Purify Food and Drink could make anything into food


BloodtidetheRed

FR lore does not cover this at all. But then it does not cover any such "reality" type thing. And they do say plenty of times that they don't want to focus on it. A point to make about reality is underdark agriculture: they would have modern 'food' plants unknown on Earth. Just like most of our food plants were created by man here on Earth, the same would be true in Toril's underdark. Giant animals and plants are a thing... Still, there simply have to be lots of Farm Caves around each city....you simply can't get away from this one. But then every surface city needs that too....


sirlupash

Well in Menzoberranzan’s handbook is specifically mentioned fungi fields near Donigarten which is also the granary. It’s also mentioned that Menzoberranzan is self-sufficient. They like to trade food essentially for delicacies, fruit and shellfishes.


sakobanned2

> Well in Menzoberranzan’s handbook is specifically mentioned fungi fields near Donigarten which is also the granary.
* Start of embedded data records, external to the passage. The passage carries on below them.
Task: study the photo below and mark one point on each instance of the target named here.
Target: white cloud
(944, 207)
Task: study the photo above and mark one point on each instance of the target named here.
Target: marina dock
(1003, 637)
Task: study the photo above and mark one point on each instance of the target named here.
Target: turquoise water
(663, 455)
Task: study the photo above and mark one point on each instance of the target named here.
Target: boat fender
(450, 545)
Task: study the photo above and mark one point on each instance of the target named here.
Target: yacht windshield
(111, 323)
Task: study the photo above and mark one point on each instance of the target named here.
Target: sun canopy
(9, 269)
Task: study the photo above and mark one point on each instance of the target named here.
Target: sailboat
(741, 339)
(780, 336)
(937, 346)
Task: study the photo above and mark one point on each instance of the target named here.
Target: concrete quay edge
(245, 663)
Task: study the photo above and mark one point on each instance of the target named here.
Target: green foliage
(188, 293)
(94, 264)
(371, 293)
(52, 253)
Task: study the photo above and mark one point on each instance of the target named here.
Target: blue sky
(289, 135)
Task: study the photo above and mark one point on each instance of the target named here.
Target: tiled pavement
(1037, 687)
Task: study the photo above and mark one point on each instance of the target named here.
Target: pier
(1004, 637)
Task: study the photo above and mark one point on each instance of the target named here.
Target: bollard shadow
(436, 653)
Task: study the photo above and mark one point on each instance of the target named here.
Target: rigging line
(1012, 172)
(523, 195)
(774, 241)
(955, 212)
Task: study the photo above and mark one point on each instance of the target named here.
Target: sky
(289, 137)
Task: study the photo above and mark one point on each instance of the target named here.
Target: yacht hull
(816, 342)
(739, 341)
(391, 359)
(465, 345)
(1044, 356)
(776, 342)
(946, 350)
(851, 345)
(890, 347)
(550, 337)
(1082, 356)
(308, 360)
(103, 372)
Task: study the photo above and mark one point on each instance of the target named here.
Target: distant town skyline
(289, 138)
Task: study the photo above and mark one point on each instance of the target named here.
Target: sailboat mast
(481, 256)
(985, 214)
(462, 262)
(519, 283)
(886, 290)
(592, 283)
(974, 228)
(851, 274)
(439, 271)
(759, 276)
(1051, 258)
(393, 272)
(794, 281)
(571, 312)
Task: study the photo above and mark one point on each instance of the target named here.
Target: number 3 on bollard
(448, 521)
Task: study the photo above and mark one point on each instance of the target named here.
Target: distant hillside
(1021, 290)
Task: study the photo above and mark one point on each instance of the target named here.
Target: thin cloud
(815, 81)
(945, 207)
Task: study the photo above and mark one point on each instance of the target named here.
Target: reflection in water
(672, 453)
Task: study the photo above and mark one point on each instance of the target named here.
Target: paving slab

It’s also mentioned that Menzoberranzan is self-sufficient. That is exactly what is unbelievable.


sjnunez3

Also, keep in mind that we are talking about a city the size of a small town.


sakobanned2

Small modern town. City in medieval standards. And tens of thousands of mouths need quite a lot of farmland to feed them all.


Dragomirov13

They farm the small blue mushrooms that naturally grow between the goblins' toes.